The IPO will allow for a more detailed assessment of the business. The prospectus and future financial results should reveal how much CXMT invests, the utilization of its capacity, how yields evolve, and what revenues are generated per memory generation.
The proximity to Micron in wafer processing volume marks an important stage but not a technological victory. CXMT is building the scale needed to become the fourth stable player in the market and secure an increasing share of Chinese consumption.
The decisive test will come afterward: translating that capacity into more bits per wafer, advancing in DDR5 and LPDDR, producing competitive HBM yields, and doing so without full access to the most advanced tools. China has already demonstrated it can ramp capacity—now it must prove it can match the productivity and value of its rivals.
Frequently Asked Questions
Will CXMT produce more DRAM memory than Micron in 2026?
Not necessarily. It could approach Micron in wafer count, but the amount of usable memory depends on processes, chip densities, yields, and product types.
What is CXMT’s position in the global DRAM market?
It is the fourth-largest manufacturer. Reuters estimates it will hold about 7.7% of the market in 2025, behind Samsung, SK Hynix, and Micron.

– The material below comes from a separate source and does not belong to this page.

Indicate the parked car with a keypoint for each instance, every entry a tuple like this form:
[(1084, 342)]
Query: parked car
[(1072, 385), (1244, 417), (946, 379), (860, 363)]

Can CXMT already compete in HBM for AI?
It’s developing HBM3 and preparing for industrial capacity, but remains behind the leaders in technology, volume, packaging, and validation with major clients.
Will CXMT’s expansion lower RAM prices?
It could increase supply of DDR4 and DDR5, especially in China, but global prices will also depend on AI demand, HBM capacity, and investment decisions by Samsung, SK Hynix, and Micron.